白い恐怖




題名:白い恐怖
原題:The house Of Dr, Edwardes (Spellbound)(1927,1928)
作者:フランシス・ビーディング Francis Beeding
訳者:山本俊子
発行:ハヤカワ・ミステリ 2004.02.10 初版
価格:\1,200

 ポケミス名画座シリーズ、ヒッチコック作品として知られる『白い恐怖』の原作、というより「原案」となったのが本書。映画キャプチャーでは "Suggested by ……" となっているそうである。なので映画とはストーリーは大きく異なる。

 この小説が、どういう作品であるかというと、ぼくにとっては極々最近読んだばかりのデニス・ルヘイン『シャッター・アイランド』に酷似している。あちらは島だが、こちらはフランス・アルプス山中の精神病院。
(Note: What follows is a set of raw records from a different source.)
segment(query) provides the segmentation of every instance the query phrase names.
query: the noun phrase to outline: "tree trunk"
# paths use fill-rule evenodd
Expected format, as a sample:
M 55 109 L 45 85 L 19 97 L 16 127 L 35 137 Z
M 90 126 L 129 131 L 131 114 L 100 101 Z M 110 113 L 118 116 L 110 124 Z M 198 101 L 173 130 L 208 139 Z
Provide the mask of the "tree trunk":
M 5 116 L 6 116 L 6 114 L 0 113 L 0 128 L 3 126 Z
そして人里から隔絶された閉鎖空間に赴任した女性医師の恐怖を、悪化する状況のなかでじわじわと描いた湿度の高い作品である。

 長期休暇で不在のエドワーズ院長に代わって先に赴任しているのがマーチスン医師。彼の出来自体が既に怪しげで、仕掛けの構造を最初から暗示させることで、読者の側のスリルだけをぴんと張らせておき、そこにさまざまな小道具を仕掛けてくる。小動物の死体、深夜の人影、森の中の集会などなど、徐々に仕掛けは強烈さを増し、ラストの突破口へ向けて走り出す。

 何よりも精神病院の患者たちの個性が、まるで『カッコーの巣の上で』のように個性豊かで、印象深く、それぞれの心の壊れ方がなんとなくユーモラスで人間的である。過去を引きずって壊されてきた魂たちと女性医師の交流のシーンが、このあまりにも古い時代に作られた物語を今の時代に普遍的に運び込んでいる。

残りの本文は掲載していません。